Went shopping at a couple of local stores today & stopped by a cigar shop. I finally found a 2.5 gallon tupperware & a couple of other stuff. What steps do I need to do to get the tupperware ready for my cigars? Can I just wash then out with warm water & soap or do I need to do more? Take a look at the pic & let me know if it is a good start. Thanks!


----------



## FWTX (Feb 9, 2011)

PearlWhiteGT said:


> Went shopping at a couple of local stores today & stopped by a cigar shop. I finally found a 2.5 gallon tupperware & a couple of other stuff. What steps do I need to do to get the tupperware ready for my cigars? Can I just wash then out with warm water & soap or do I need to do more? Take a look at the pic & let me know if it is a good start. Thanks!


Just what you said - looks good. You just need to get your humidity control set up.
I use beads and cat litter - beads are far more efficient that silica gel cat litter but also expensive by comparison.
There are ongoing arguments (light-hearted) about both. Smaller containers lend themselves to beads because you only have to use about 1/4 of the volume to control rh. But you could try the cat litter for less $$ if you have the space, and I think you do - you can check the bead vs. litter threads.
You're on your way - good luck. :rockon:


----------



## Cigary (Oct 19, 2007)

PearlWhiteGT said:


> Went shopping at a couple of local stores today & stopped by a cigar shop. I finally found a 2.5 gallon tupperware & a couple of other stuff. What steps do I need to do to get the tupperware ready for my cigars? Can I just wash then out with warm water & soap or do I need to do more? Take a look at the pic & let me know if it is a good start. Thanks!

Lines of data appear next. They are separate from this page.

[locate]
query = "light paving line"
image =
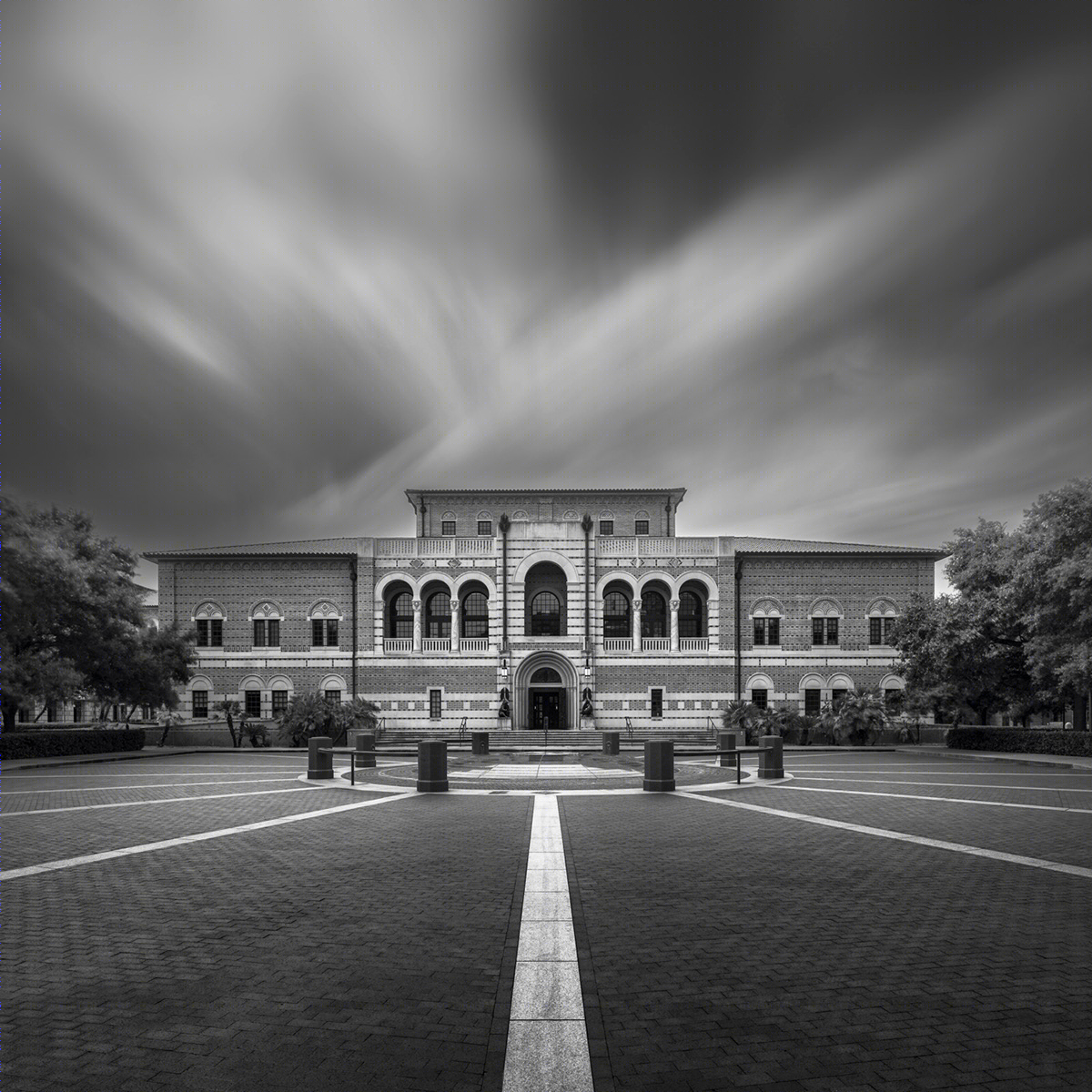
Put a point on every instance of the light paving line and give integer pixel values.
(939, 800)
(167, 800)
(50, 866)
(547, 1038)
(944, 784)
(975, 851)
(167, 784)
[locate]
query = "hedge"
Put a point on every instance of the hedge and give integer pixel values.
(44, 743)
(1021, 741)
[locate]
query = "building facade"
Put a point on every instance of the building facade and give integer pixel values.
(560, 609)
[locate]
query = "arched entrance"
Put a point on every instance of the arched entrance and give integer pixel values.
(545, 693)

*Looks like you have what you need...if the tupperware has an odor to it then yes, soap & water should take care of your needs. Let it air out for a day and then load it up. One thing I think you should consider since I have done this 10 times is you want cedar either lined on the entire bottom or just use empty cigar boxes as this will help regulate RH and if you use beads/KL/ or even rectangular humidifiers you will be good to go. I've seen the cigar boxes take up to a couple of days to keep the RH where it needs to be while cedar sheets only take a few hours.*


----------